In a negligence action to recover damages for personal injuries, etc., the defendants appeal from an order of the Supreme Court, Queens County (Di Tucci, J.), dated September 22, 1988, which denied their motion for summary judgment.
Ordered that the order is reversed, on the law, with costs, *678the motion for summary judgment is granted, and the complaint is dismissed.

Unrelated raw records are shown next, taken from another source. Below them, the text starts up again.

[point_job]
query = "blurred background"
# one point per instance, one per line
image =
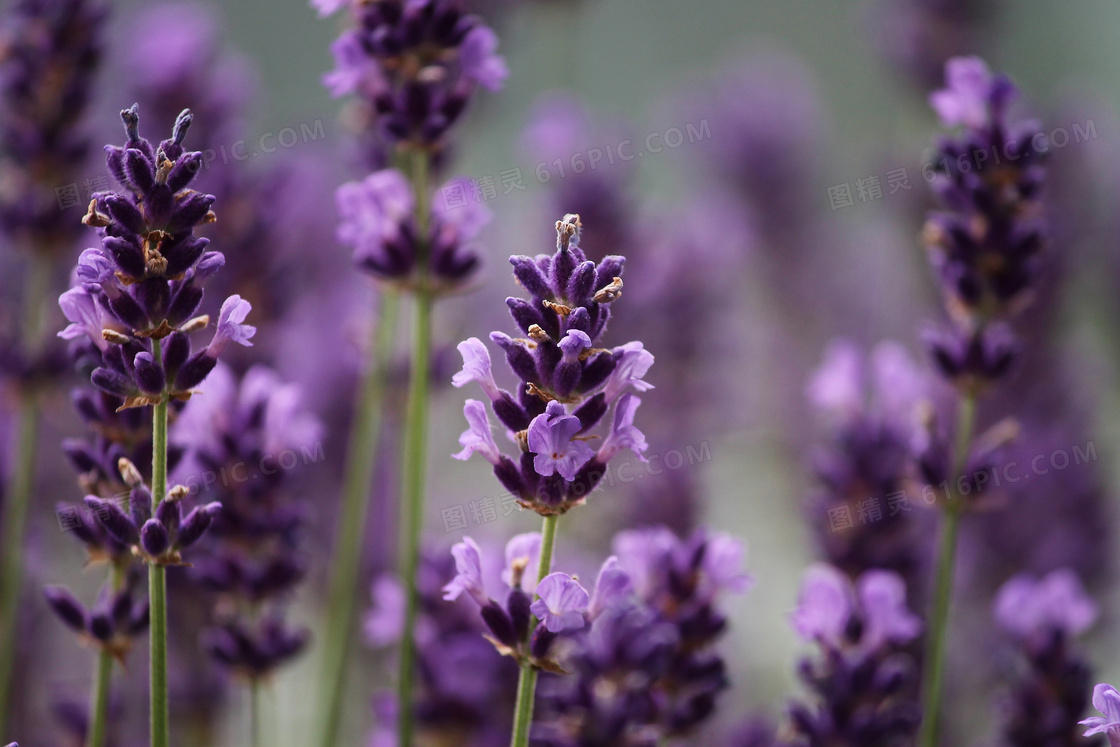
(772, 201)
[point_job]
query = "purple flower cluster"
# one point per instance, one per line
(465, 693)
(864, 678)
(52, 49)
(158, 537)
(1107, 700)
(251, 559)
(414, 64)
(988, 243)
(379, 222)
(1050, 679)
(869, 405)
(643, 671)
(567, 382)
(562, 604)
(113, 621)
(143, 283)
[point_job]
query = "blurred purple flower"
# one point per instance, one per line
(562, 603)
(1107, 700)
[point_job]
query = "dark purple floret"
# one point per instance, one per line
(413, 65)
(864, 680)
(52, 49)
(250, 431)
(560, 366)
(379, 223)
(113, 621)
(465, 690)
(1051, 683)
(143, 283)
(645, 670)
(988, 245)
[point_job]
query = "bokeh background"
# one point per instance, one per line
(799, 96)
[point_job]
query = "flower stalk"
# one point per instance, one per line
(99, 701)
(933, 673)
(414, 457)
(157, 575)
(526, 681)
(360, 461)
(22, 484)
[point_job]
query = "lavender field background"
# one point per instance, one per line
(754, 279)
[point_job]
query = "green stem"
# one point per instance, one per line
(361, 457)
(934, 665)
(254, 693)
(17, 502)
(157, 576)
(412, 507)
(526, 682)
(416, 447)
(99, 702)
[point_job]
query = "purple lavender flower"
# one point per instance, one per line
(52, 52)
(644, 668)
(1032, 609)
(869, 407)
(158, 538)
(378, 222)
(111, 624)
(864, 679)
(568, 383)
(416, 65)
(1107, 700)
(159, 264)
(561, 604)
(1050, 689)
(551, 438)
(252, 552)
(465, 692)
(988, 244)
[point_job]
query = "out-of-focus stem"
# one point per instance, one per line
(414, 458)
(99, 701)
(157, 576)
(934, 665)
(258, 738)
(526, 681)
(18, 498)
(352, 519)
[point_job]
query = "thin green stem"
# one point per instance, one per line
(254, 707)
(934, 665)
(416, 449)
(157, 577)
(413, 505)
(352, 519)
(99, 701)
(526, 682)
(18, 498)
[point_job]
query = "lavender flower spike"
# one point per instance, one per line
(551, 440)
(562, 603)
(1107, 700)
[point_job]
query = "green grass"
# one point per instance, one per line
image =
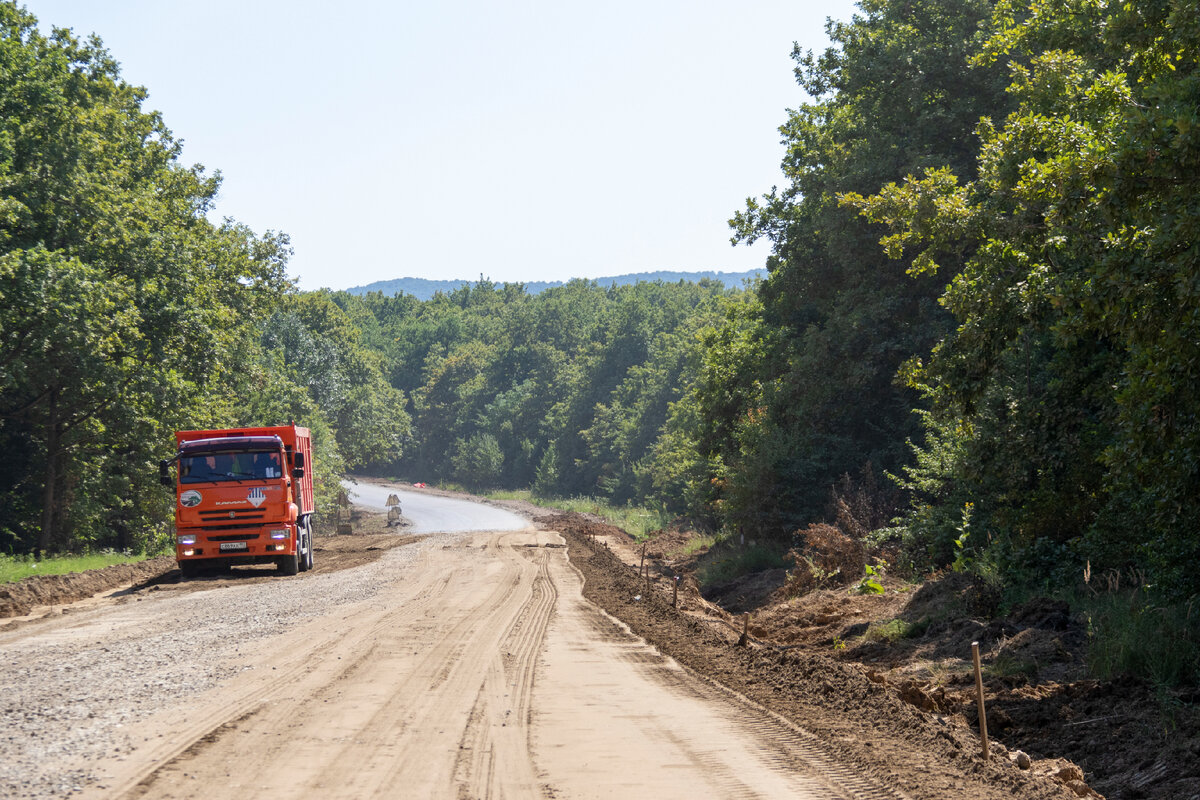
(892, 631)
(15, 567)
(635, 521)
(729, 560)
(1131, 635)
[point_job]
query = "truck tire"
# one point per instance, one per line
(288, 564)
(309, 555)
(305, 537)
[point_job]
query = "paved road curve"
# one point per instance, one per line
(432, 513)
(463, 665)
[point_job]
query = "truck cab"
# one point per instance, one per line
(243, 497)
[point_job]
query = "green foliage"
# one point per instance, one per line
(1069, 250)
(894, 95)
(124, 312)
(16, 567)
(730, 559)
(892, 631)
(870, 584)
(479, 462)
(1128, 633)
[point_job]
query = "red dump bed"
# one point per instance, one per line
(294, 440)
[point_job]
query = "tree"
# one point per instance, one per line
(1072, 373)
(894, 95)
(124, 305)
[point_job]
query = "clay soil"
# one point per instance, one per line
(850, 667)
(900, 710)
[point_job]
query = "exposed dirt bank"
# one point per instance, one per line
(1120, 739)
(36, 596)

The plaintiffs submitted extracts from the plaintiff Jan Zelenak’s examination before trial, in opposition to the defendants’ motion for summary judgment based on their assertion that the plaintiff Jan Zelenak had not suffered a "serious injury” as defined by Insurance Law § 5102 (d). These extracts consisted entirely of vague, self-serving, and conclusory assertions concerning his recurrent pain and his inability to work. As such, they were insufficient to establish, prima facie, that he sustained a "serious injury” as defined by the statute (see, Scheer v Koubek, 70 NY2d 678; Licari v Elliott, 57 NY2d 230; Palmer v Amaker, 141 AD2d 622). Accordingly, the Supreme Court erred in denying the defendants’ motion for summary judgment (see, Petrone v Thornton, 166 AD2d 513; Zaccara v Goff, 161 AD2d 638; O’Neill v Rogers, 163 AD2d 466; Phillips v Costa, 160 AD2d 855; Konco v E.T.C. Leasing Corp., 160 AD2d 680; Sundack v Power Test Petro Corp., 150 AD2d 440; Covington v Cinnirella, 146 AD2d 565). Thompson, J. P., Kunzeman, Eiber, Rosenblatt and Ritter, JJ., concur.